Twenty-one common procedures identified by a single CPT code were selected. Each LLM was queried 4 times with standardized prompts requesting CPT codes. Accuracy was assessed based on the correct identification of CPT codes, with statistical analyses comparing performance across models and trials.

Results:

Perplexity achieved the highest accuracy (92.9%, 95% CI = 87.4%-98.4%), whereas Deepseek V3 performed worst (48.2%, 95% CI = 37.5%-58.9%). Global χ² testing showed significant differences in coding accuracy among models (P < .001). Pairwise comparisons revealed Perplexity outperformed ChatGPT-5 Mini, Claude 4.0 Sonnet, and Deepseek V3; Google Gemini 2.5 Flash outperformed Deepseek V3 and ChatGPT-5 Mini; and Claude 4.0 Sonnet outperformed Deepseek V3.

Conclusion:

LLM performance in CPT coding for simple foot and ankle procedures was highly variable, with some models demonstrating acceptable accuracy whereas others performed poorly. These findings highlight that current LLMs are not sufficiently reliable for independent clinical use. Select models may serve as first-pass aids when combined with careful human verification.

Keywords

Large language models artificial intelligence automated medical coding billing accuracy

Introduction

Accurate documentation is essential in orthopaedic surgery to identify correct descriptive terms and Current Procedural Terminology (CPT) codes, ensuring proper billing and reimbursement.^1,2 Accurate CPT coding requires adherence to standardized guidelines; however, complexity arises because many procedures may require multiple or add-on CPT codes depending on the specific components of the case.¹

The adoption of electronic health records (EHRs) has substantially increased orthopaedic surgeons’ administrative workload, consuming more than 58% of their clinical time for order entry and documentation.³ This reduces patient interaction, raises error risk, and contributes to administrative burden, with about 70% of physicians attributing it to EHR use.³ To address these challenges, artificial intelligence, particularly large language models (LLMs), offers potential solutions, such as automating CPT code generation to reduce this burden.

LLMs are deep learning algorithms that generate and analyze content.⁴ In health care, they have been applied to diagnostics, patient communication, scribing administrative tasks, and procedural coding.^5,6 Within orthopaedics, AI applications expand beyond coding to imaging annotation, implant evaluation, and predictive modeling for personalized surgical planning.^7-10 The Mayo Clinic orthopaedic AI laboratory currently develops tools for automated image annotation, risk stratification, and text processing to support diagnostics, surgical planning, and clinical data extraction.¹¹ Collectively, these studies and real-world applications demonstrate the broader potential of AI to augment orthopaedic practice; however, its application to administrative tasks such as CPT coding remains underexplored.

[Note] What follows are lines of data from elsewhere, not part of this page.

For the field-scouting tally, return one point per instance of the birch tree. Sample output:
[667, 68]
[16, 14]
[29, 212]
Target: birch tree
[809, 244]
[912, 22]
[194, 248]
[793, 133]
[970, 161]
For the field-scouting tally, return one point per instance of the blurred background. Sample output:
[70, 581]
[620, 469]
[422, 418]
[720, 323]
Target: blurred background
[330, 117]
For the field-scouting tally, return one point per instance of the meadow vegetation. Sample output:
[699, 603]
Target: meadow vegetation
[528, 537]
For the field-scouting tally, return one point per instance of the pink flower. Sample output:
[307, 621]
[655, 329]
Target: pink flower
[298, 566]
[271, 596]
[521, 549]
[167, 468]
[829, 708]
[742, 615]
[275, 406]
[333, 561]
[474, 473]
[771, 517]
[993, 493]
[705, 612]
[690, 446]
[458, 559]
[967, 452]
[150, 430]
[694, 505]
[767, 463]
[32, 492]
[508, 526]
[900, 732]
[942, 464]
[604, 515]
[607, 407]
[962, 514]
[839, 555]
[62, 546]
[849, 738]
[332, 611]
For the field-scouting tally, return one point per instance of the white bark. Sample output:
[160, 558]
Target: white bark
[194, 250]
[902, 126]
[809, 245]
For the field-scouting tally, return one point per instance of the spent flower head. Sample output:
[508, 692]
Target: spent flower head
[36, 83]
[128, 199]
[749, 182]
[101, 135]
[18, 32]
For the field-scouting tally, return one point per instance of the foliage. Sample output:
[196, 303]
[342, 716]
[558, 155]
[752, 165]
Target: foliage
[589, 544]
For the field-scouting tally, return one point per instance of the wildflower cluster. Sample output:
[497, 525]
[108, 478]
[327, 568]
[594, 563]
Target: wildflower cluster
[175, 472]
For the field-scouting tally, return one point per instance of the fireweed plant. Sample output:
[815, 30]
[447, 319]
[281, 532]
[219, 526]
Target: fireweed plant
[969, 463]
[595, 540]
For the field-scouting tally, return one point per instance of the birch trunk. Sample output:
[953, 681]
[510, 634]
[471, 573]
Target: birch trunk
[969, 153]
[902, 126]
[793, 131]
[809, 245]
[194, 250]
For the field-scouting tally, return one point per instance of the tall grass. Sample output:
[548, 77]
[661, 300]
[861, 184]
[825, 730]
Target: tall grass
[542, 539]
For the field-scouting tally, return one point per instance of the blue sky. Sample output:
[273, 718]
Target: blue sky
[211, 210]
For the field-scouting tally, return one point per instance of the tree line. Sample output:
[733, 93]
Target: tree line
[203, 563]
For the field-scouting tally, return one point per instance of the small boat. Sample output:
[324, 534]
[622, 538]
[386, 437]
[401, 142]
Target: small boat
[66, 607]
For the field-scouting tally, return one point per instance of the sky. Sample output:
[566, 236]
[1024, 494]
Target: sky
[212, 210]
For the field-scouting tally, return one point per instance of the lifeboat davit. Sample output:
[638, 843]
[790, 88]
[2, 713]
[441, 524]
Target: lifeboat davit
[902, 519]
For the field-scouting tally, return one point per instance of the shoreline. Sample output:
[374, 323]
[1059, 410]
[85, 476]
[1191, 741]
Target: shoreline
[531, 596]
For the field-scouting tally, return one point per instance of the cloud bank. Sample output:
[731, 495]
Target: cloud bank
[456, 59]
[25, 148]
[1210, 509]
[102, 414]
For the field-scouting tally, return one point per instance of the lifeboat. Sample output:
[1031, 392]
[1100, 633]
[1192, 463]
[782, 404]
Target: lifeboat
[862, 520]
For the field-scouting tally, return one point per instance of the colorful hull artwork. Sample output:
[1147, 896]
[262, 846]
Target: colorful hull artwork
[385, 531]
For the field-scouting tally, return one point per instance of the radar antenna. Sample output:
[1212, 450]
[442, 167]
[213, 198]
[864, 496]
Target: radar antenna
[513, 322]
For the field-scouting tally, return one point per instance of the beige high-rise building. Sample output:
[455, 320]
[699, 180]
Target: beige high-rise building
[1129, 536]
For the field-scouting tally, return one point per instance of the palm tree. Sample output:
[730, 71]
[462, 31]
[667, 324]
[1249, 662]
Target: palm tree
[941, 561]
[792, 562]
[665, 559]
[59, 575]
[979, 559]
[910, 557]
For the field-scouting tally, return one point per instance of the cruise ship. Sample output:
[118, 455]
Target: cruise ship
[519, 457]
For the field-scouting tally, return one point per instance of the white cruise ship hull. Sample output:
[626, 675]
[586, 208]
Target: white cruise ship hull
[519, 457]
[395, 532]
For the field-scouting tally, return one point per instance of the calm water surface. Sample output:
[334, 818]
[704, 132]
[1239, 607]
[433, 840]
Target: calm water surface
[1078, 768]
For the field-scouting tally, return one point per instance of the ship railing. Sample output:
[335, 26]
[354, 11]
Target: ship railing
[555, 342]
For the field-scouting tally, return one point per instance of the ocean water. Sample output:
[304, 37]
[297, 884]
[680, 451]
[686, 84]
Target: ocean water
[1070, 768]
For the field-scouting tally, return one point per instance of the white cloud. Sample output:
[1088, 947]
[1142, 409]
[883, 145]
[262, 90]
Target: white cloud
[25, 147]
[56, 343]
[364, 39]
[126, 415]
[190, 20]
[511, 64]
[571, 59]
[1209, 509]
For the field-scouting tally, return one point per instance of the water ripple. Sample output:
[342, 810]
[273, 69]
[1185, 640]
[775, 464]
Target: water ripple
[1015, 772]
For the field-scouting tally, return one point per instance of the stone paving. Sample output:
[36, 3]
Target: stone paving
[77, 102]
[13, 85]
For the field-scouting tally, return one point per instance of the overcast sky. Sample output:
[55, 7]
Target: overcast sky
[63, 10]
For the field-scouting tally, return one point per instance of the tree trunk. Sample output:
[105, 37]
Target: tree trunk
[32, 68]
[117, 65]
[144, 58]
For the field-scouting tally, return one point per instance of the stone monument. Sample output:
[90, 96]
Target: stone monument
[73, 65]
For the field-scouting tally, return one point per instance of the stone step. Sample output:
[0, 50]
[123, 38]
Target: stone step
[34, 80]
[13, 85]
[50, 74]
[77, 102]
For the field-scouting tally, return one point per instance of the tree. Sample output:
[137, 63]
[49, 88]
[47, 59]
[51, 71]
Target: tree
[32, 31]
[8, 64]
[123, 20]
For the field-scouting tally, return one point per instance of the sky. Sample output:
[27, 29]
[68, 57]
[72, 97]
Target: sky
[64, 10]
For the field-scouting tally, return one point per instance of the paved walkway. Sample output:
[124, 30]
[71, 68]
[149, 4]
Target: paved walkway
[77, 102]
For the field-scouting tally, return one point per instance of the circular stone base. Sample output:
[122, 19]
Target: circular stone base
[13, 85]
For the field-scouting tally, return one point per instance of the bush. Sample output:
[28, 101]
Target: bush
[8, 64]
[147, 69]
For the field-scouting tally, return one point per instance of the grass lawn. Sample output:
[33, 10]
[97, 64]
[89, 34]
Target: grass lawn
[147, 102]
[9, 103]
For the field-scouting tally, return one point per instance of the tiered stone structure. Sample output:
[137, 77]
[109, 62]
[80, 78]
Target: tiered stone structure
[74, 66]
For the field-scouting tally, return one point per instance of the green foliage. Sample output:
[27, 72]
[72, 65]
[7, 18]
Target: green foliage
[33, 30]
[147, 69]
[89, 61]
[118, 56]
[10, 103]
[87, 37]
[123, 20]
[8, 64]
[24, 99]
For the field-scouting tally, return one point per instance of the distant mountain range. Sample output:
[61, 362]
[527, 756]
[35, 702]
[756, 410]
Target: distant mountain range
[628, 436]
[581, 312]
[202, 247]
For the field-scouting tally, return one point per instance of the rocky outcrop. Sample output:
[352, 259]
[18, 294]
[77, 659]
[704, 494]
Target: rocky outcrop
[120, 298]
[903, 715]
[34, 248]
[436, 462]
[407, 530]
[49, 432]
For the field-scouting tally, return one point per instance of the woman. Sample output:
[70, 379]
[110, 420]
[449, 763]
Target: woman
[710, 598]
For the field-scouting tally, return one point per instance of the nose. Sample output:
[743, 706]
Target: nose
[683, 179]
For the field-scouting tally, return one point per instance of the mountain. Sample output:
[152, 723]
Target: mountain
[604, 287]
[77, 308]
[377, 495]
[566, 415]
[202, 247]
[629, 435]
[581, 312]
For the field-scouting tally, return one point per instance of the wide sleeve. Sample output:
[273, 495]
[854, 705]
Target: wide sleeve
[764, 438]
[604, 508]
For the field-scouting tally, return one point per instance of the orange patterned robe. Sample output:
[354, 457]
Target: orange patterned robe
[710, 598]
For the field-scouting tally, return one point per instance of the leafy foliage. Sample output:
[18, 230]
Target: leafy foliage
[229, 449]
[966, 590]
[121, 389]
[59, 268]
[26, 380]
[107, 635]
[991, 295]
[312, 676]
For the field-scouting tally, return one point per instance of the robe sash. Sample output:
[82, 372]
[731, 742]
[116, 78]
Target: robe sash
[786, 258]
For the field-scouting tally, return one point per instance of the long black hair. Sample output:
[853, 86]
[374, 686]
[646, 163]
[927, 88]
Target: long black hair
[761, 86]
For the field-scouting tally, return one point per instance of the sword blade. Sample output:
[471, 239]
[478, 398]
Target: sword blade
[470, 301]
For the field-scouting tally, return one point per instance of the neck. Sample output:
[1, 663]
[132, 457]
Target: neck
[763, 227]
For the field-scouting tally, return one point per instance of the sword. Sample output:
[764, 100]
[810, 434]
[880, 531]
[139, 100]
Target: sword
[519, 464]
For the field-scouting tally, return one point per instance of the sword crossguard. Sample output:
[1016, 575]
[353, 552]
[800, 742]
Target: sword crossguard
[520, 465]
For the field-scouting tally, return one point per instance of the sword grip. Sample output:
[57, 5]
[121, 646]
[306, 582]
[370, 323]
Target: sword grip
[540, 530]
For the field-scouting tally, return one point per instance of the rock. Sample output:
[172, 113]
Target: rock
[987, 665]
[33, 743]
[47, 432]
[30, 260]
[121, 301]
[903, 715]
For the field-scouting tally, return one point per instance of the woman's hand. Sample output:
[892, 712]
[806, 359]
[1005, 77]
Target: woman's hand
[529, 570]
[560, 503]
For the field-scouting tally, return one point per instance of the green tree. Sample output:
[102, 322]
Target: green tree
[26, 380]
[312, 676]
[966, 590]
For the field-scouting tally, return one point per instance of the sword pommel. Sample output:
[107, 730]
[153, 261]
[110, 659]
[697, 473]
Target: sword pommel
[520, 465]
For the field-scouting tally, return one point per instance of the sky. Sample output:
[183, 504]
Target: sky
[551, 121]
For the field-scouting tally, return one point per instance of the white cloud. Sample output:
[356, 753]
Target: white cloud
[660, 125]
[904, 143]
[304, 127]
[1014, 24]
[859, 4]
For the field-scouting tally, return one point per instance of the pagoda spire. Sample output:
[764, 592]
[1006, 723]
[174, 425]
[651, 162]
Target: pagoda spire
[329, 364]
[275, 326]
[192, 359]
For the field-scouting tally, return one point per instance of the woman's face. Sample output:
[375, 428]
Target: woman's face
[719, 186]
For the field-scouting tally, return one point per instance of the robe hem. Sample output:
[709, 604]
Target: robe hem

Commercial platforms like GaleAI have also emerged to automate coding and improve revenue capture, reflecting growing industry interest in AI-assisted billing solutions.¹²

Although ChatGPT has demonstrated educational utility, achieving a 47% score on the Orthopaedic In-Training Examination (OITE), research evaluating its clinical or administrative accuracy in orthopaedics is limited.¹³ LLMs have been successfully applied to CPT code generation in specialties such as neurosurgery and aesthetic plastic surgery.^14,15 A recent evaluation of LLMs in hand surgery coding found that Perplexity and Bard achieved the highest accuracy for simple procedures, with Perplexity correctly identifying all 15 CPT codes and Bard correctly identifying 14.¹⁶ These results suggest that LLMs may effectively automate routine coding tasks for straightforward cases; however, their performance declines in more complicated scenarios. In hand procedures with more than 1 required CPT code for billing, Perplexity and Bard accurately coded only 3 of 5 procedures, whereas Bing AI and ChatGPT failed to generate any accurate CPT codes.

To date, no research has examined the accuracy of LLMs in identifying CPT codes specific to foot and ankle surgery, and it remains unclear how their performance may change as models evolve. This study, therefore aimed to assess publicly available LLMs in generating CPT codes for common foot and ankle procedures and to compare results across 2 time points spaced 1 month apart. We hypothesized that LLMs would perform well on simple procedures with a single code, where ambiguity is minimal and code retrieval is straightforward, and that their accuracy would improve on retesting after 1 month.

Methods

This is a retrospective study where the most commonly performed foot and ankle procedures at our institution were reviewed by the senior author, from which 21 procedures were selected for analysis. CPT codes were identified through review of published orthopaedic literature on PubMed and subsequently verified using Codify by the American Academy of Professional Coders. All codes are provided in Supplemental Table 1.¹⁷ The names of these procedures were subsequently used to generate standardized query prompts in the following format: “What is the most appropriate CPT code(s) for [procedure]?”

Five LLMs were selected for comparison: ChatGPT-5 Mini, Google Gemini 2.5 Flash, Claude 4.0 Sonnet, Deepseek V3, and Perplexity. Each LLM was queried with the complete set of prompts in 4 trials conducted 24 hours apart. Following the final trial, researchers implemented a 1-month interval before retesting the individual CPT codes, employing the same evaluation schema to ensure consistency and reliability of results.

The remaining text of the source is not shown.